All this talk about religion and drugs comes about clearly, I believe, because the Huckabee and Clinton campaigns are trying to sow doubts about Romney and Obama in races that are tight. It is reminiscent of Mayor Sam Yorty's suggestion in the 1969 Los Angeles mayoralty campaign that his challenger, Tom Bradley, was tied to black militants.

These are smears and nothing less. They tell us more about Huckabee and Clinton than they do about Romney and Obama.

Both Romney and Obama are candidates of change, and traditionally the way to oppose such candidates is to suggest that the change advocates are radicals who would completely upset the system.

In these cases, it is all baloney, and one can only hope that the voters of Iowa and New Hampshire are sophisticated enough to see the attacks for what they are.

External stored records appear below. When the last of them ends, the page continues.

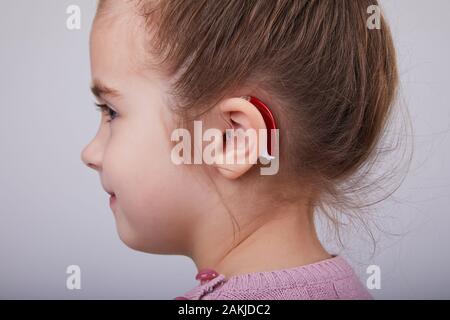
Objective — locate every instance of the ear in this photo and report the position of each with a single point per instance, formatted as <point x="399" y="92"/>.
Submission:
<point x="242" y="123"/>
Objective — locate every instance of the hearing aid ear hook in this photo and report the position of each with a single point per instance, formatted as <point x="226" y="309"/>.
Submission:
<point x="269" y="120"/>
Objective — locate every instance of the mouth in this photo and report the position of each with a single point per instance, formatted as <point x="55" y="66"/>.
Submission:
<point x="112" y="198"/>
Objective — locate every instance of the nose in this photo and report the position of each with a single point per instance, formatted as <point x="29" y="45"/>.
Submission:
<point x="92" y="155"/>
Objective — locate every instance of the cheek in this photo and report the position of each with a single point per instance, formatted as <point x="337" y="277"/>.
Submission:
<point x="151" y="205"/>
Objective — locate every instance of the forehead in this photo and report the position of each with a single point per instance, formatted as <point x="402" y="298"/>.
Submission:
<point x="117" y="40"/>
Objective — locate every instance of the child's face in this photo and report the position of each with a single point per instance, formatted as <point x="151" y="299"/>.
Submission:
<point x="154" y="210"/>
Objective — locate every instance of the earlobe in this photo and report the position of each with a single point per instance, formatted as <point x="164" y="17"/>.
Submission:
<point x="243" y="122"/>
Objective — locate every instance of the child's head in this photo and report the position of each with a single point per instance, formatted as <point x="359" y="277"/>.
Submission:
<point x="327" y="78"/>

We have less than three weeks now before Iowa is the first to vote, in the caucuses, and there have been quite a few stories this week suggesting that the Clinton camp is panicking. I believe it is, and it tells us once again that Clinton may be a brittle candidate, unready for the really big time of presidential campaigning or for leading the country from the White House.

Obama has acknowledged using cocaine and marijuana as a teenager, just as Bill Clinton acknowledged using marijuana and George W. Bush acknowledged excessive drinking, when they were young men. It doesn't mean that any of them are either drug addicts and alcoholics as grown men.

Similarly, Romney is a Mormon. There is nothing to suggest to serious individuals that this disqualifies him for the presidency.

As the mud flies, it is certainly appropriate to ask just where it is coming from. And the answer is clear, it is coming from Huckabee and the Clinton campaign.